Letter to the Children of Troy from Vice President Spiro Agnew
(Photos used with permission from Troy Public Library)

"...for a library gives to rich and poor alike open access to a great store of knowledge."

Letter to the Children of Troy from Dr. Benjamin "Ben" Spock
(Photos used with permission from Troy Public Library)

"Your library is more full of good things than a candy store or a pirate's chest."

Letter to the Children of Troy from Douglas Fairbanks, Jr.
(Photos used with permission from Troy Public Library)

"History books are the gold bullion of knowledge, and a library is the bank where all the knowledge is stored."

Stop by tomorrow for more of these amazing letters! And don't for get to tell us What you are Reading RIGHT NOW!!

06 May 2011

Focus on Libraries: Letters to the Children of Troy

Letter to the Children of Troy from Neil Armstrong
(Photos used with permission from Troy Public Library)
Closure looms in the future of many public libraries, Troy Public Library in Southeast Michigan understands this trend very well. The library, both staff and patrons, have lived with just this threat for quite some time. According to a recent article in the Daily Tribune, "the Troy Public Library was given a reprieve by the Troy City Council from its planned April 30 closure until it is scheduled to approve a budget on May 15. Funding for the library after July 1 was cut from the city’s three-year budget last year due to an anticipated $22.3 million revenue shortfall from 2010 through 2015."

As the threat of closure became a reality patrons and library lovers spoke up and staff, well, the staff started cleaning up, going through 40 years of the library's life.  Thankfully the people were listened to and the library was given an extension, the doors will remain open for the time being. And the clean up efforts proved very rewarding as treasure was discovered. Today The Mom talked with Phillip Kwik, Head of Public Services for the Troy Library, he explained that the staff unearthed "a tremendous collection of letters. A representation of life in 1970's America... a testament to libraries." 
In 1971 Marguerite Hart, the First Children's Librarian at the Troy Library, solicited the letters from far and wide requesting "a letter to the children of Troy about the importance of libraries, and ...memories of reading and of books." And the people responded. Ninety-seven letters in total were written to the children of Troy in celebration of the opening of Troy Public Library on May 16, 1971. Including letters from First Lady Pat Nixon; Michigan Governor William Milliken; Governor of California (and future president) Ronald Reagan; first-man-on-the-moon Neil Armstrong; Cosmopolitan editor Helen Gurley Brown; authors Isaac Asimov, Hardie Gramatky, Dr.
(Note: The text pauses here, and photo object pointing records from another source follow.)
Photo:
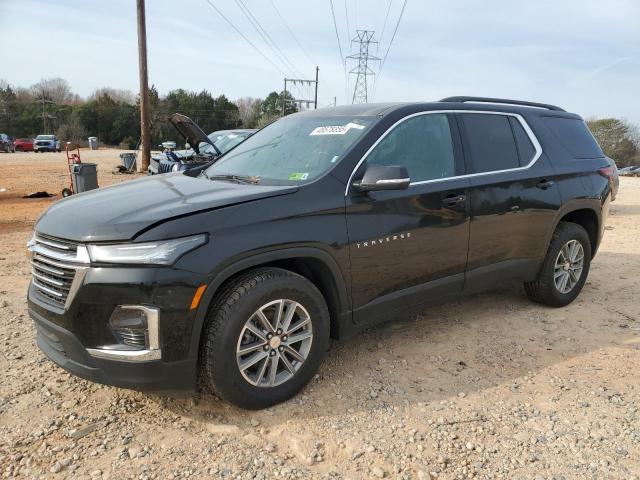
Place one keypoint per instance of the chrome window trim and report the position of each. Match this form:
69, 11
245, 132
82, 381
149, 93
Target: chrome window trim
520, 118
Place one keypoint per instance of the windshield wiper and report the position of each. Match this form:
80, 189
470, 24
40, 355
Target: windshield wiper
243, 179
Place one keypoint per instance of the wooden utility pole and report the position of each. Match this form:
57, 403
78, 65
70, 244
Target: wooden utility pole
315, 98
145, 136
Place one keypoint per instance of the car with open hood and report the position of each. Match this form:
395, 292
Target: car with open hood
203, 149
46, 143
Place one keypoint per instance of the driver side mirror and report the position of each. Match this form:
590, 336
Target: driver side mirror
383, 177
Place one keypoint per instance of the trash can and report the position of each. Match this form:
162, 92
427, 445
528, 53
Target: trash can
128, 161
84, 177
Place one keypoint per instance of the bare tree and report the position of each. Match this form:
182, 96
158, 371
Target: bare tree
249, 111
55, 89
115, 94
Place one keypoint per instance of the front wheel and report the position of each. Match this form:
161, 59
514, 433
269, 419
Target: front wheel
265, 337
565, 268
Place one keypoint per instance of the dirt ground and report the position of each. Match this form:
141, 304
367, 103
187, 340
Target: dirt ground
491, 386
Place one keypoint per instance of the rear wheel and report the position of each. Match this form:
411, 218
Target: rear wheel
565, 268
265, 338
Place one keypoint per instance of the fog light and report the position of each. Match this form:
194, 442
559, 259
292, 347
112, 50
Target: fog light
136, 326
138, 330
131, 327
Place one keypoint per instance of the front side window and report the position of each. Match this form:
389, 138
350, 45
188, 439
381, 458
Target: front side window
422, 144
490, 143
294, 150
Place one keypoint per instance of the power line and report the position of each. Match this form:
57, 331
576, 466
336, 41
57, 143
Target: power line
386, 17
266, 37
342, 59
346, 15
291, 32
244, 37
395, 30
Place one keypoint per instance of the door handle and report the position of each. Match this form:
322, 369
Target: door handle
453, 199
544, 184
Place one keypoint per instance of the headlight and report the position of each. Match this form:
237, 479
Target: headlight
162, 252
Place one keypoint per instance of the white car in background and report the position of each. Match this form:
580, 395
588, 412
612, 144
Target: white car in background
46, 143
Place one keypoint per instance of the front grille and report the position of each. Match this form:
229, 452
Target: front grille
154, 165
54, 266
165, 166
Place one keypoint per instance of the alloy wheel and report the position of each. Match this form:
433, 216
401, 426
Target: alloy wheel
568, 267
274, 343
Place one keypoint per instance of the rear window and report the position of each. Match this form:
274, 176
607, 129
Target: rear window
490, 142
574, 136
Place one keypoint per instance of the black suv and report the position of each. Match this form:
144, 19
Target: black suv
320, 225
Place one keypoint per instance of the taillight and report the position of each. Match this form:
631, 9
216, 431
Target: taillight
607, 172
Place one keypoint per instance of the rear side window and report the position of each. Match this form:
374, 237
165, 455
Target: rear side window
422, 144
574, 137
526, 150
490, 142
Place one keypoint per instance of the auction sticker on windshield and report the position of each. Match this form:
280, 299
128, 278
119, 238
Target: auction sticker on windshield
336, 129
298, 176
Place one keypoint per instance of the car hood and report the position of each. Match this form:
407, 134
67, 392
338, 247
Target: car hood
182, 154
120, 212
190, 130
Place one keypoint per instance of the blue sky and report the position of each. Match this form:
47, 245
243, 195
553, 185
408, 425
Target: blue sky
583, 55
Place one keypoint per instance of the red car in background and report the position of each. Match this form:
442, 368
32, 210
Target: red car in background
23, 145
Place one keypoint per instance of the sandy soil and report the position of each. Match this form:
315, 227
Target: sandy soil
491, 386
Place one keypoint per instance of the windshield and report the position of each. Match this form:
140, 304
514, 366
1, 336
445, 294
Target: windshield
293, 150
223, 140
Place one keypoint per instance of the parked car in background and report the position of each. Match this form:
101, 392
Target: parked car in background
203, 148
6, 143
629, 171
24, 145
46, 143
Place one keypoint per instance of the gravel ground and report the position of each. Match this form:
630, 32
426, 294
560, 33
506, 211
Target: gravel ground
491, 386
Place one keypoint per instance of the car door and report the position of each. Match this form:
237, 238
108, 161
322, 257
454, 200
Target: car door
513, 198
410, 246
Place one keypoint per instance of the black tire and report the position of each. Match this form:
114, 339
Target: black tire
219, 371
543, 289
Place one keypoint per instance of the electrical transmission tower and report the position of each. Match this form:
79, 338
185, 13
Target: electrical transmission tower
364, 38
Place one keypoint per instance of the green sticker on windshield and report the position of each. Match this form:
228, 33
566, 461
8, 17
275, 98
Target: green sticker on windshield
298, 176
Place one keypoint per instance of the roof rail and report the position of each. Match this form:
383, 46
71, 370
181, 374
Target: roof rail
503, 101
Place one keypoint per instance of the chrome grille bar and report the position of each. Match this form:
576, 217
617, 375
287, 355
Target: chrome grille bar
57, 268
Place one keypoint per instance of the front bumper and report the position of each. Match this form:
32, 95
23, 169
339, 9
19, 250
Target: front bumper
64, 349
74, 337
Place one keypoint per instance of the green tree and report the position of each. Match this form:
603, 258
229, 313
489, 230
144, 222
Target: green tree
618, 139
272, 105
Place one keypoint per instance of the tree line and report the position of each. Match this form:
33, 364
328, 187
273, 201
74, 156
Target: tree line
619, 140
112, 115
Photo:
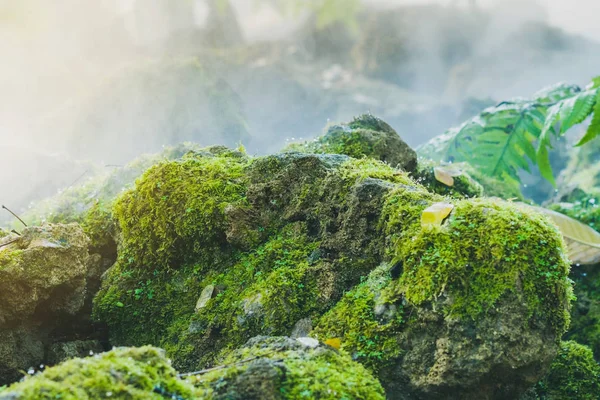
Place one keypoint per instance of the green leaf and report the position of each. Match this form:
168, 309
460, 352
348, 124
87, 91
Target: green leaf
576, 109
501, 140
543, 161
594, 128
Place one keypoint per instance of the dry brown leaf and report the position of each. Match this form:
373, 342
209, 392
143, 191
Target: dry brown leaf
583, 241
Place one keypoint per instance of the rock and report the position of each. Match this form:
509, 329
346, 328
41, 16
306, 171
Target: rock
59, 352
447, 310
137, 374
42, 287
432, 346
302, 328
283, 368
155, 91
574, 374
464, 185
365, 136
205, 296
308, 342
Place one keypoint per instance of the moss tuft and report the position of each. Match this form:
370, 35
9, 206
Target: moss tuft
177, 210
573, 375
123, 373
282, 368
523, 254
365, 136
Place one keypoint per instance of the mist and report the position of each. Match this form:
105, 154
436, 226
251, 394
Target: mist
88, 84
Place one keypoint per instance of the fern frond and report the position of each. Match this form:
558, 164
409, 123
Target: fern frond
594, 128
501, 140
576, 109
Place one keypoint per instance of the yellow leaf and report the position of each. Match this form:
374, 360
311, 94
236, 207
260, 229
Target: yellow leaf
583, 241
436, 213
336, 343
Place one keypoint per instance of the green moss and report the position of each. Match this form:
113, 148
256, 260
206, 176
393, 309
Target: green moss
266, 292
464, 186
574, 374
523, 252
285, 369
365, 136
371, 323
176, 212
122, 373
282, 238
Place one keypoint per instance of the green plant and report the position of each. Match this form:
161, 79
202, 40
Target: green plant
511, 136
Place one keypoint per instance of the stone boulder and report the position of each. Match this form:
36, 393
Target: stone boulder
123, 373
471, 307
270, 368
365, 136
42, 285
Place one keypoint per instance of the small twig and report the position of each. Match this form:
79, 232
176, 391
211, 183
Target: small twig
6, 208
7, 243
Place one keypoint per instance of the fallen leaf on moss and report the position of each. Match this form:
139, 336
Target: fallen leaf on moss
435, 214
583, 241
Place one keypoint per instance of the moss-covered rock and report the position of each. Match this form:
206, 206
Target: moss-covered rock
574, 374
463, 185
123, 373
289, 224
450, 315
217, 249
42, 286
585, 315
365, 136
283, 368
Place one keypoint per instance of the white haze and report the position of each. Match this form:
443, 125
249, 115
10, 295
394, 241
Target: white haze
57, 54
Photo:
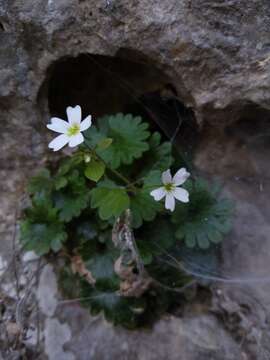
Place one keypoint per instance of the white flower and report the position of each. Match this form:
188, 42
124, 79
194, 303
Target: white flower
71, 130
171, 189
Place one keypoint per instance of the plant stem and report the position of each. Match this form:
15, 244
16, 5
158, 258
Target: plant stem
115, 172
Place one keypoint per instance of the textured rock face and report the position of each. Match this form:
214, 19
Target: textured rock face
216, 54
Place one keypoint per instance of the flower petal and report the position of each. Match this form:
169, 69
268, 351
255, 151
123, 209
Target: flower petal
169, 202
166, 177
86, 123
180, 177
158, 194
75, 140
74, 114
181, 194
58, 125
59, 142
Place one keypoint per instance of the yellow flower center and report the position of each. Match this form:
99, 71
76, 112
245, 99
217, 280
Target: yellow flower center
169, 187
74, 129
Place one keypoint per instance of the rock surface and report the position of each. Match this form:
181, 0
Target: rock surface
216, 54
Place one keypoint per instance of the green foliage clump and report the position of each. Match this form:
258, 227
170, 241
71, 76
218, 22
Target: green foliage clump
78, 206
205, 219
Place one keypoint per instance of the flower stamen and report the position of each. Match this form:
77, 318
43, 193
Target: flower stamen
73, 130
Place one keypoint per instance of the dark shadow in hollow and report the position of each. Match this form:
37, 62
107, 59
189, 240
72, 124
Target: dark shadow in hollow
108, 85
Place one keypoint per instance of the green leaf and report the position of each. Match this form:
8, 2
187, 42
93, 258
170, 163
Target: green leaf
128, 136
41, 182
205, 219
60, 182
71, 205
109, 199
104, 143
42, 237
154, 239
73, 198
143, 208
95, 170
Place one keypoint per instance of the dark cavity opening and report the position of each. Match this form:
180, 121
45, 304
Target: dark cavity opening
127, 83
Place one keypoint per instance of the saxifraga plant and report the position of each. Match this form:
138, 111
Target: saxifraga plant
102, 210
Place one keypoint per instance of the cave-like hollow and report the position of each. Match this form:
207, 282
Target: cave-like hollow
127, 83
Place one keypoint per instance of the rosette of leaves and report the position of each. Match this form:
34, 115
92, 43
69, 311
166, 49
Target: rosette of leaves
205, 219
102, 293
75, 206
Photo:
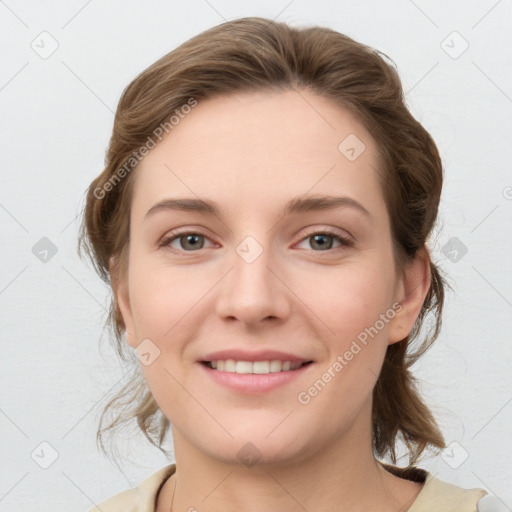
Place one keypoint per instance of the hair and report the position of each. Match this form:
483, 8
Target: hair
254, 54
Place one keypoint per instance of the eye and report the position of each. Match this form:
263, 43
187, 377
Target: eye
189, 241
324, 240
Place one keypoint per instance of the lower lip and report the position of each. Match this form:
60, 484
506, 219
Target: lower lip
253, 382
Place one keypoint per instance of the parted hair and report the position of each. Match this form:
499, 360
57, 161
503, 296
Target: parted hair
251, 54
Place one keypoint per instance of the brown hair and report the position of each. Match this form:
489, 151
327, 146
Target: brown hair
252, 54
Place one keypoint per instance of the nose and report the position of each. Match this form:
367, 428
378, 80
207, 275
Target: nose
253, 291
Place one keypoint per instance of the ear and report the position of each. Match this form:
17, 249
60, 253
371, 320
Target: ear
412, 288
120, 288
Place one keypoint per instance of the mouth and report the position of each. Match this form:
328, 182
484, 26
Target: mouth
254, 377
254, 367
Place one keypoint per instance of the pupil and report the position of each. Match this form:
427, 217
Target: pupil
322, 244
190, 240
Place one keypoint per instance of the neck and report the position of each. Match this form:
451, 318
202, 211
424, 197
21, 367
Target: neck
341, 471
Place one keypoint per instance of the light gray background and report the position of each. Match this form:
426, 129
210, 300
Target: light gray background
57, 117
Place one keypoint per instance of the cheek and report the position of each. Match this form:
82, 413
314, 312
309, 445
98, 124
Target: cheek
162, 297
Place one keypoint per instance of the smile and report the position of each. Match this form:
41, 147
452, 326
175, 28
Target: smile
256, 367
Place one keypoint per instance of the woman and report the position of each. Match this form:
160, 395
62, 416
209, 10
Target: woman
262, 220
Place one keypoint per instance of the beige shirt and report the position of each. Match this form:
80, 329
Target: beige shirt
435, 496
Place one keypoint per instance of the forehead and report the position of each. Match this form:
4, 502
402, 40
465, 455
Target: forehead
256, 150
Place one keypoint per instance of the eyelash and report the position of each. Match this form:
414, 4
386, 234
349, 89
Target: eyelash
344, 241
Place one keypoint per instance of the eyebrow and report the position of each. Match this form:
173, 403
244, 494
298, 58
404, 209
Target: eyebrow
299, 204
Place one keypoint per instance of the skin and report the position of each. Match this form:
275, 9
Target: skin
251, 153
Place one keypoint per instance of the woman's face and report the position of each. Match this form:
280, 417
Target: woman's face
258, 276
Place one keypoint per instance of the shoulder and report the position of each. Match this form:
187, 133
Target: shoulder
137, 499
442, 496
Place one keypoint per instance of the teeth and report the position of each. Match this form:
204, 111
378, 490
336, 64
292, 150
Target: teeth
258, 367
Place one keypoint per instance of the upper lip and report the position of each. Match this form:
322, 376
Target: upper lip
262, 355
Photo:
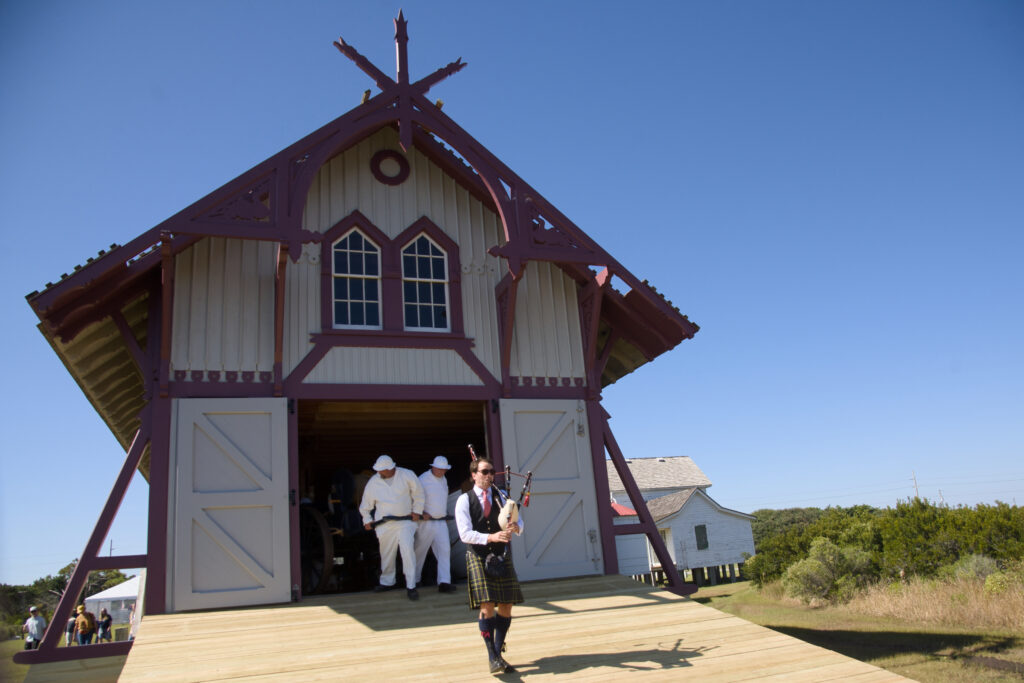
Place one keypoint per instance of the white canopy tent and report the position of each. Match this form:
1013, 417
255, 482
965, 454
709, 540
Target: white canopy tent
118, 600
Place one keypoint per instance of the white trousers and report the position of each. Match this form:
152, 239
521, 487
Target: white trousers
393, 537
432, 535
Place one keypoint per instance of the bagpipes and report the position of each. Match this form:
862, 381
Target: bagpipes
510, 510
495, 565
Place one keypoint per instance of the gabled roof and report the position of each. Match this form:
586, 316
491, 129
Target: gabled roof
112, 302
666, 506
654, 473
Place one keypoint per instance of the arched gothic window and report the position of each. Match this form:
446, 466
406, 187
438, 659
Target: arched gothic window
425, 286
355, 286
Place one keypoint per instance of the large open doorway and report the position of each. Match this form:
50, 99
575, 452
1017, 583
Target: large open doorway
338, 442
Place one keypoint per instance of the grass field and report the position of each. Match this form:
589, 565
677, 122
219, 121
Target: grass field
919, 649
915, 647
10, 672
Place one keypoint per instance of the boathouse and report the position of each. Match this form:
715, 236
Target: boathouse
383, 285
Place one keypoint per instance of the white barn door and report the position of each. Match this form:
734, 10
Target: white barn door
230, 503
562, 535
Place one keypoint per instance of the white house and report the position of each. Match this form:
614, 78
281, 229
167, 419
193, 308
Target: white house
702, 537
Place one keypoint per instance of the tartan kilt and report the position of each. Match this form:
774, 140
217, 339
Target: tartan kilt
484, 589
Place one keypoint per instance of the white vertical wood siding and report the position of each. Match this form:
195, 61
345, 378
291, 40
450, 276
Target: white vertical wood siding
547, 341
223, 306
631, 550
344, 184
729, 535
392, 366
223, 298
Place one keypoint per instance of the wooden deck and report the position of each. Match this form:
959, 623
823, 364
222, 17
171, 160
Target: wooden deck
599, 628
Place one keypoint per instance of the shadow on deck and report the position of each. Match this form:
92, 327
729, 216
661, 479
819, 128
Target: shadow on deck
592, 628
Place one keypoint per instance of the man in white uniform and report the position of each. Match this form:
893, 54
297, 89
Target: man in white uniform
432, 531
394, 496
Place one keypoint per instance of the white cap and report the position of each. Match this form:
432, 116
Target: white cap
384, 463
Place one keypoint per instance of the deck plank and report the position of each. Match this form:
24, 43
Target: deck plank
597, 628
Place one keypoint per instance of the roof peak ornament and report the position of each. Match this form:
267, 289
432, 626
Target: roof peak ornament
399, 88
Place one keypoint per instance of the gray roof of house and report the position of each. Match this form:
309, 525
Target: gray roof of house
659, 473
665, 506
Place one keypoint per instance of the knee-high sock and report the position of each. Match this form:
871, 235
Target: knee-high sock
487, 631
502, 625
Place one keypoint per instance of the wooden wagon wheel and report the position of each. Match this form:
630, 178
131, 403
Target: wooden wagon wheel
315, 550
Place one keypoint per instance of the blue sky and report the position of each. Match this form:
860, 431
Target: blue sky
834, 191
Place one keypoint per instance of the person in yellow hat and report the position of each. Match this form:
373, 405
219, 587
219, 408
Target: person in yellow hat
85, 626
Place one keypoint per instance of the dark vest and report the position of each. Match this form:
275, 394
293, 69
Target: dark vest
485, 524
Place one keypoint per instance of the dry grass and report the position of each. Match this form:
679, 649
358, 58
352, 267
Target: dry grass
961, 603
902, 637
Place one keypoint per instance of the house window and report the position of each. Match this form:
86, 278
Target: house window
371, 281
424, 281
701, 532
356, 267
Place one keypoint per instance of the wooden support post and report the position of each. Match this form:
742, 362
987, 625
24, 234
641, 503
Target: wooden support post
47, 650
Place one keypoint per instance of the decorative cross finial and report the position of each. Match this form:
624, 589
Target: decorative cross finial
401, 52
400, 89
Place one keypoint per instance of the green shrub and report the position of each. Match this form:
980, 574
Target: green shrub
970, 566
828, 573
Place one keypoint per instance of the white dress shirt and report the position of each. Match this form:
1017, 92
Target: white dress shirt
468, 535
396, 497
435, 495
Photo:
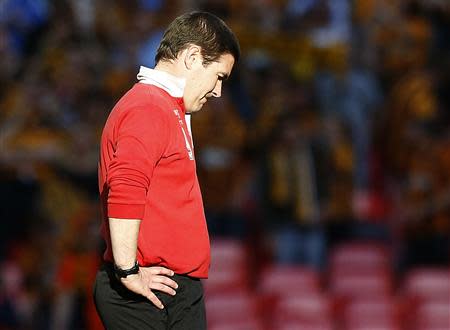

Seuss, Dr. Ben Spock, and E.B. White; and actors Douglas Faribanks, Jr., Vincent Price, and Dan Rowan and Dick Martin. Currently a selection of the letters are on display in the lobby of Troy Library.

Why are libraries and these letters so important in this chapter of Troy Public Library's history? They all support one thing: libraries are a cornerstone of life in America. How about former President Ronald Reagan's take on books, "a world without books would be a world without light --without light, man cannot see." (see full letter below.) In her letter to the Children of Troy Senator Margaret Chase Smith shared her view of the library "a tradition that is making available centuries of accumulated wisdom to men and women in all walks of life." She also shared this quote from President Dwight Eisenhower,

"...The libraries of America are and must ever remain the homes of free, inquiring minds. To them, our citizens --of all ages and races, of all creeds and political persuasions-- must ever be able to turn with clear confidence that there they can freely seek the whole truth, unwarped by fashion and uncompromised by expediency"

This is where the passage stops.